The historian of psychology Douwe Draaisma also considers some distortions of time perception, but focusing on the other end of the life span. In his book Why Life Speeds Up As You Get Older (see the books carousel at the bottom of this page), he considers how the pressures on time perception in old age might work in the opposite direction. The wheels that measure time turn more slowly (perhaps because of a reduced rate of metabolism), and so the years fly by.
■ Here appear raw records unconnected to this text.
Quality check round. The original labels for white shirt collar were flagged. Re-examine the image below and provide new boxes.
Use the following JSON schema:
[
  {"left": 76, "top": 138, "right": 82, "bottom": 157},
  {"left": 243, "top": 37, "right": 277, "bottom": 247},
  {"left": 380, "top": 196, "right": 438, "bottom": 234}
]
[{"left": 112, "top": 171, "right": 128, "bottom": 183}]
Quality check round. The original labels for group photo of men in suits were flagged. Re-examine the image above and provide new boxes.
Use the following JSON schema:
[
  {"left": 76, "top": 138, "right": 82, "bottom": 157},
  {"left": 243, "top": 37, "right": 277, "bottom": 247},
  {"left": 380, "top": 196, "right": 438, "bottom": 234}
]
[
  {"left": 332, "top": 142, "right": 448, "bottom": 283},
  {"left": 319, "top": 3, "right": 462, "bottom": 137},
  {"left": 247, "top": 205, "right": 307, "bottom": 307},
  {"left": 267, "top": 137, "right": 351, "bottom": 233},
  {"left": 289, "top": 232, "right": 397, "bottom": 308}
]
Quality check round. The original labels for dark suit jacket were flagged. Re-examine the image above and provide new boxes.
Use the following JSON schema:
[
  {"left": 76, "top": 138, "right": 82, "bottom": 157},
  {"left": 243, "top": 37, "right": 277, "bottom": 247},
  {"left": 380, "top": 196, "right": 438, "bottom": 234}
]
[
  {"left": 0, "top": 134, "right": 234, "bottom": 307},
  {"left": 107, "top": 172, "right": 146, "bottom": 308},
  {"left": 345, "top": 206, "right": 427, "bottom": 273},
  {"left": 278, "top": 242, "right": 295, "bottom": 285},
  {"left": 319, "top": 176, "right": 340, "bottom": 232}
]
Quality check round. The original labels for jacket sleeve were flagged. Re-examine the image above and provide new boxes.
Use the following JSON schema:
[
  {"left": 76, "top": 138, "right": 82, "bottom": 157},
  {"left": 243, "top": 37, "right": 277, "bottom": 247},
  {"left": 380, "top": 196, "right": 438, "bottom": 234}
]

Draaisma also quotes that other great psychologist of time, Marcel Proust. In The Guermantes Way, Marcel can think of nothing other than his forthcoming appointment with Mme de Stermaria:
For as a general rule, the shorter the interval is that separates us from our planned objective, the longer it seems to us, because we apply to it a more minute scale of measurement, or simply because it occurs to us to measure it at all.
So it is with Isaac and Santa. If he had other things to distract him, the hours might not drag so. If he were eighty years old, the day would fly by. But he is five, and in for a excitable, dragging wait. It is going to be a long day.
Happy Christmas to all. I hope you'll drop by again in the New Year.